PARABITA - Il sindaco di Parabita, Alfredo Cacciapaglia, ha revocato l’ordinanza del 6 novembre scorso, con la quale, in via cautelare, aveva disposto la sospensione del servizio di mensa scolastica gestito dalla ditta “La Fenice srl” con sede legale a Galatone.
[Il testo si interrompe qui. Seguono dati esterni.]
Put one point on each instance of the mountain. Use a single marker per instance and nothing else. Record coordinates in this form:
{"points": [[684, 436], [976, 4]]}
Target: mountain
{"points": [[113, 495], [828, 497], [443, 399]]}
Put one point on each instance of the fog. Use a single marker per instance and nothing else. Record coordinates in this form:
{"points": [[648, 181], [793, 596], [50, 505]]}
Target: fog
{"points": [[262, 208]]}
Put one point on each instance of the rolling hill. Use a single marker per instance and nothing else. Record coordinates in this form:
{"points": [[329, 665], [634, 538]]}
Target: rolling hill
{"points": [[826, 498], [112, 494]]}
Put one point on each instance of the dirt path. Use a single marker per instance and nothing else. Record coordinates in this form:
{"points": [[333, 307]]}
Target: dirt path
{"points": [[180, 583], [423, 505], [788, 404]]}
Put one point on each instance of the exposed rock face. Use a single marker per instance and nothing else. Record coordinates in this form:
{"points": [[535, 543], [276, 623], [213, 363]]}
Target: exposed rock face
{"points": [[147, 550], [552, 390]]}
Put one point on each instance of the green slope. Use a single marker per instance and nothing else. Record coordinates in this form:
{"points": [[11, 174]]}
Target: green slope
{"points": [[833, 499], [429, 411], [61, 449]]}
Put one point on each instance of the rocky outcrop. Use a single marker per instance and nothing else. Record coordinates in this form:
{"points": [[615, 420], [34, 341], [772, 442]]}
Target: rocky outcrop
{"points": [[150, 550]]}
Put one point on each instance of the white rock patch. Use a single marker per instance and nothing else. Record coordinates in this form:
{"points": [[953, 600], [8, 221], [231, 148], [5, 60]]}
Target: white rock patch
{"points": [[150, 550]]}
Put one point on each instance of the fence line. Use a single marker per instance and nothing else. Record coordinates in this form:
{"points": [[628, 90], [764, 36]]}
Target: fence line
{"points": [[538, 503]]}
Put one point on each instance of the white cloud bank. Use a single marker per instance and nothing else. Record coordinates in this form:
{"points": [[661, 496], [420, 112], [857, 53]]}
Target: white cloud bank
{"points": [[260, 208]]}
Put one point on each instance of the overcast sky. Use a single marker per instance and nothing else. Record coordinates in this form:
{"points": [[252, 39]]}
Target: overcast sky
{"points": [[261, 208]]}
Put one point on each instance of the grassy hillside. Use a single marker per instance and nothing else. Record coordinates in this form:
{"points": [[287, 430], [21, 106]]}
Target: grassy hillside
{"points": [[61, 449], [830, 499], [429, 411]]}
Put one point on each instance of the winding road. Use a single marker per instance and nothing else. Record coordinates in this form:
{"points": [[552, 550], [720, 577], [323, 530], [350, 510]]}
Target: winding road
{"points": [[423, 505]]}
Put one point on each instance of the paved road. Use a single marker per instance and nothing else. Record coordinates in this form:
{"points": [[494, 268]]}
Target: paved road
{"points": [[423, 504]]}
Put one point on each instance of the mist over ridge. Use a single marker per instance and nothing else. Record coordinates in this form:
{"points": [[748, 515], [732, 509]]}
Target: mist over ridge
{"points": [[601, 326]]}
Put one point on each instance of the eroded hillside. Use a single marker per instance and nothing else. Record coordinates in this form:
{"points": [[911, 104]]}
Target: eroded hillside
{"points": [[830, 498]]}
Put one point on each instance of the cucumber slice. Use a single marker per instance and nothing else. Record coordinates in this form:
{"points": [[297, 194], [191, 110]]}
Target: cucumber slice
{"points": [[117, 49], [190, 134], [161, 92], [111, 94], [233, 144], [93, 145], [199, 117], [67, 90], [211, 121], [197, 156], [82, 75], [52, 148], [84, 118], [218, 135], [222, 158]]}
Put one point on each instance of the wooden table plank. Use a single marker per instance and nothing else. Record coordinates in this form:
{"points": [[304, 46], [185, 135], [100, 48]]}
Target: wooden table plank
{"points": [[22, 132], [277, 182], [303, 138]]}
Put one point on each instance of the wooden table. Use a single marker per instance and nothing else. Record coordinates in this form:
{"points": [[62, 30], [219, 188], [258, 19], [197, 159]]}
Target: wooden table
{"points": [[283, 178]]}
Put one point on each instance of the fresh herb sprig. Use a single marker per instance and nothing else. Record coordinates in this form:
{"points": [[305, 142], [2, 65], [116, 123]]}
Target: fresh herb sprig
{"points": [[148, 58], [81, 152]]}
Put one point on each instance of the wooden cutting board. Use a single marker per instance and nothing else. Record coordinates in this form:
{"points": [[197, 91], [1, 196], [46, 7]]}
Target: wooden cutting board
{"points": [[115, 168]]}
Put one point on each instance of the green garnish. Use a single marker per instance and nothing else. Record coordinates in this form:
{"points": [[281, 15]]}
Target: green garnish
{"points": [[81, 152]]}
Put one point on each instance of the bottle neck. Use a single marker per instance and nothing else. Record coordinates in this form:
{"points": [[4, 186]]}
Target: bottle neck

Il servizio riprenderà, dunque, lunedì.

La vicenda va in senso contrario, rispetto alle decisioni assunte dalle amministrazioni di Nardò e Gallipoli, dove i rispettivi sindaci, Pippi Mellone e Stefano Minerva, come noto, hanno rescisso i contratti con la stessa azienda, che gestiva la refezione scolastica anche per le scuole del loro territorio.

A tale risoluzione, nei due comuni pocanzi citati, si è arrivati dopo gli accertamenti avviati da Asl e Nas, in seguito ai noti esposti per presunti casi di tossinfezione e alla decisione degli ispettori sanitari di chiudere in forma cautelativa il centro cottura di Galatone, dopo aver contestato varie inadempienze (ma poi riabilitato all'uso, come riferiamo a parte, Ndr).

A Parabita, il sindaco ha invece optato per un’altra soluzione: ha ottenuto il nulla osta dall’ufficio sanitario, che ha dato il via libera per un altro centro di cottura della ditta, quello di Collepasso. Questo, dopo aver acquisito tutte le attestazioni e le autorizzazioni necessarie, compresa la relazione degli uffici che hanno ravvisato il rischio di danni a carico dell’ente, in caso di risoluzione.

Il primo cittadino ha anche avuto i colloqui con il presidente del Comitato dei genitori e del Consiglio d’istituto, dopodiché ha revocato l’ordinanza, notificandola al prefetto, all’Asl e ai dirigenti scolastici del territorio. Nelle more di questa decisione, Cacciapaglia ha però anche ordinato che i dirigenti scolastici vigilino costantemente sul servizio. Sarà loro compito avvertire immediatamente, in caso di anomalie, sia il suo ufficio, sia le autorità sanitarie e i carabinieri del Nas.

Scusandosi per i disagi arrecati, il sindaco ritiene che il provvedimento di sospensione fosse comunque necessario per le dovute verifiche, visto quanto avvenuto negli ultimi giorni. Una vicenda per la quale si sono mossi anche parlamentari e senatori, con interrogazioni ai ministeri.